There are two key problems with this proposal. The first is that not all parents and communities are engaged with their local schools, and willing or able to hold them accountable. Schools in wealthy areas with well-educated, heavily-involved parents may well be held to high standards, but what about schools like my Teach First one, where I was lucky if I got 50 per cent turnout at parents’ evening? This proposal vastly overestimates how much choice parents have over where they send their children to school, and how invested they are in the result. Parents in England can select up to six secondary schools when applying in Year 6, and yet research suggests that 35 per cent of families name just one school; for white British families, this goes up to 41 per cent. This will partly be down to indifference, but also realisation that parental choice is a myth: the best schools are vastly oversubscribed, and ultimately state school places are assigned by catchment areas and a postcode lottery which means that the best schools are often in affluent areas anyway.

The second problem is that – whisper it – Ofsted needs more time in schools, not less. Currently, inspectors are only in schools for one or two days; before 2005, they were there for at least a week. Schools normally only get a day’s notice; before 2005 they got two months’. Previously six or seven inspectors would visit a school, whereas now it may only be one or two. Over the years, Ofsted has also moved away from its core evaluation of teaching and academic rigour and now makes critical judgements in dozens of peripheral areas where expectations are ever higher. All this means in practice is that schools have to demonstrate more and more with less and less time, which inevitably reduces something which should be holistic and contextualised into a mere tick-box, regulatory exercise.

There is no doubt that we need to re-evaluate Ofsted’s role, which has become less about rigour and more about over-reaching.

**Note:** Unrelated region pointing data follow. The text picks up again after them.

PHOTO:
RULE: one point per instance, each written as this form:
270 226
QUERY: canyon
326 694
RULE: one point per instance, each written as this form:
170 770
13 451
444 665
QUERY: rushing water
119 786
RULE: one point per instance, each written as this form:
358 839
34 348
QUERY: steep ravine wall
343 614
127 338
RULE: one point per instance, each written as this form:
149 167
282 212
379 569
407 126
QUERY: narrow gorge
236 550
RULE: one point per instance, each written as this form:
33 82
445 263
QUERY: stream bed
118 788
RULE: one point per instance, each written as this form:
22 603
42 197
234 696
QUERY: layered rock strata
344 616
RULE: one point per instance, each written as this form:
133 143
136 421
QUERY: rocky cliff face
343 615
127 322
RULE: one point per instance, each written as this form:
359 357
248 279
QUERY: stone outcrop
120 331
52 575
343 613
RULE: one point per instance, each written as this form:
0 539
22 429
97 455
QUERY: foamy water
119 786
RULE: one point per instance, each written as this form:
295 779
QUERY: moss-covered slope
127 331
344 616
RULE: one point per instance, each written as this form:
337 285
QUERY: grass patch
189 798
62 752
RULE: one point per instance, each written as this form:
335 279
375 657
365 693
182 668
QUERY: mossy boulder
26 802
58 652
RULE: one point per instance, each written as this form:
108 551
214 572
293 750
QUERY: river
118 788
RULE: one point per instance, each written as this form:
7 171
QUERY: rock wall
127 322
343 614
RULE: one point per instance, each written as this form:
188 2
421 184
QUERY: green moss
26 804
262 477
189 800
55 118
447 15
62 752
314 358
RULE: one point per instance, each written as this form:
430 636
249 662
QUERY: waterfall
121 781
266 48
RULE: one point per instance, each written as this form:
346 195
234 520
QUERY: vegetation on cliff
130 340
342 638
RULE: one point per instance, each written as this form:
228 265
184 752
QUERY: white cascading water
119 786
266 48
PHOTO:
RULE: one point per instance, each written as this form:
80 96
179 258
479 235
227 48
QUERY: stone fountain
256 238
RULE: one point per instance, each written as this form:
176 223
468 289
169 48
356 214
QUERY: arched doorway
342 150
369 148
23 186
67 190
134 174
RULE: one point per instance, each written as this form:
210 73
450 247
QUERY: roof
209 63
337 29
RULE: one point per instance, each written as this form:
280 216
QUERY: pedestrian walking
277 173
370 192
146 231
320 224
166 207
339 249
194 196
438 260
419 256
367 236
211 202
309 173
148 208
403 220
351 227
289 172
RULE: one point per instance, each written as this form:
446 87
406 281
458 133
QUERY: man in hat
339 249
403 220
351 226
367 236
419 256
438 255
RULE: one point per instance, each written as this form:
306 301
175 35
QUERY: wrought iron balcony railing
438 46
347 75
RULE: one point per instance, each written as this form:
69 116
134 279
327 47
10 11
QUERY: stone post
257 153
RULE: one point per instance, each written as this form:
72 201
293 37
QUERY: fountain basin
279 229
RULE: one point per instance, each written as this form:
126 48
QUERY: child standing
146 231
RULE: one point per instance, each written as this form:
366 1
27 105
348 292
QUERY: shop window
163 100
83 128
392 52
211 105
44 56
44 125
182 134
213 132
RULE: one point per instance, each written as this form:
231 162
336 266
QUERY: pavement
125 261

Ofsted was initially established to provide independent judgements to assist leaders, governors and teachers in determining priorities for development, and it was up to schools to consider the inspection findings. Nowadays this limited but valuable purpose has been corrupted and overblown, but I do not believe we should disregard the value of its original intention. Schools need to be held accountable, but parents do not have the power to do this if they cannot actually decide where their children go to school. We may not want Ofsted, but that doesn’t mean we don’t still need it.